En fait, très rapidement, un rideau s’est installé. J’ai été obligée de me blinder. Après, j’ai mis longtemps à me déblinder. Le sexe joyeux d’avant était devenu quelque chose de naze, de dégoûtant, de triste.

On a mis des petites annonces dans les journaux gratuits avec mon numéro de téléphone. On allait à deux aux rendez-vous, avec ma copine. C’était une sécurité, surtout affectivement. La première passe, on la faisait à deux (en demandant 1 000 francs[[Soit un peu plus de 150 euros.]] chacune) et on se faisait inviter dans un restau chic, ce qui nous permettait de sonder les types. Eux étaient contents de nous montrer. C’étaient des hommes mariés, ils nous faisaient des petits cadeaux, nous prenaient pour des maîtresses. Ces types ne me plaisaient pas mais n’étaient pas immondes non plus : des hommes plutôt installés, avec de belles situations.

J’ai toujours limité. Je voulais juste de quoi payer mon loyer et améliorer un peu le quotidien. Je m’en suis tenue à une petite quinzaine d’hommes, dont beaucoup d’habitués. Il y avait beaucoup de trompe-l’œil : on les faisait payer à la fin, et pas avant, pour leur donner l’illusion d’être avec une maîtresse. Du coup, certains «oubliaient», style «pas de ça entre nous». J’étais obligée de leur rappeler. Ce moment de l’échange d’argent était toujours extrêmement pénible ; mais c’était pire quand il fallait réclamer.

Les clients, une vraie corvée

Au lit, ils étaient lambda. Des types ordinaires, un sexisme ordinaire. Rien de traumatisant. L’image qu’ils avaient des femmes, c’est l’image qu’ont beaucoup d’hommes dans la société. Un jour, il y en a un qui m’a fait la conversation et qui m’a dit : L’entropie, tu ne sais pas ce que c’est. Je le savais, donc je lui ai expliqué. Du coup, il n’a plus voulu. Il fallait que je lui sois inférieure, que je corresponde à son fantasme de la femme. Pas question de lui tenir la dragée haute sur le plan intellectuel. En gros, j’étais censée boire leurs paroles. Il fallait qu’ils aient l’impression d’être des rois ; et des initiateurs, d’où leur goùt pour les très jeunes filles.

Avec le recul, je les vois comme très médiocres. Je les confonds d’ailleurs, impossible de les distinguer. Mais je garde des souvenirs : le jour où un type, un psychiatre d’une cinquantaine d’années (celui-là n’était pas marié) nous a emmenées chez lui. Quand on est arrivées, ma copine s’est aperçue qu’elle était déjà venue dans cet appartement pour réviser son bac avec la fille du type. Quant il a compris qu’il avait affaire à une copine de sa fille, il a été excité comme un fou.

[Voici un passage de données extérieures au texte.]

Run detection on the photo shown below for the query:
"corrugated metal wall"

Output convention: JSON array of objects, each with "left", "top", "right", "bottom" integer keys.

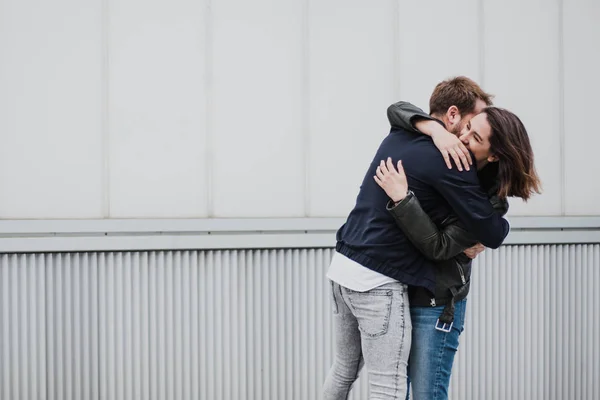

Il y avait aussi des mecs qui voulaient me sauver. Des types qui venaient chez moi, mais qui se dépêchaient de m’emmener à l’hôtel quand ils voyaient ma chambre de bonne pourrie ; en restant, ils n’auraient pas pu se cacher la misère dans laquelle je vivais. Certains m’ont proposé de me payer un studio. J’ai toujours dit non, heureusement. Ils m’auraient tenue. Il y a aussi eu un client, un petit employé, qui a tenté de faire le proxénète. Je lui ai balancé un coup de bombe lacrymo.

Une fois, on a fait le trottoir à Nation. On s’arrangeait pour sélectionner. Quand le type ne nous plaisait pas, on annonçait un prix élevé pour qu’il dégage. On s’est d’ailleurs fait virer aussitôt par les filles, très jeunes, qui étaient là : des cadavres ambulants, mais sollicitées par plein de types ! Une autre fois, on a essayé une agence d’escortes. Une expérience ultra-courte : dans un dîner de chasseurs, on a explosé et on est parties à grand fracas en les traitant de connards…

Un jour, j’ai aussi fait un client maso. Mais les masos, je n’y arrivais pas. Là, ça m’aurait complètement détruite. J’ai eu des copines qui s’étaient spécialisées. Une m’expliquait qu’il fallait obéir à un scénario ultra-précis.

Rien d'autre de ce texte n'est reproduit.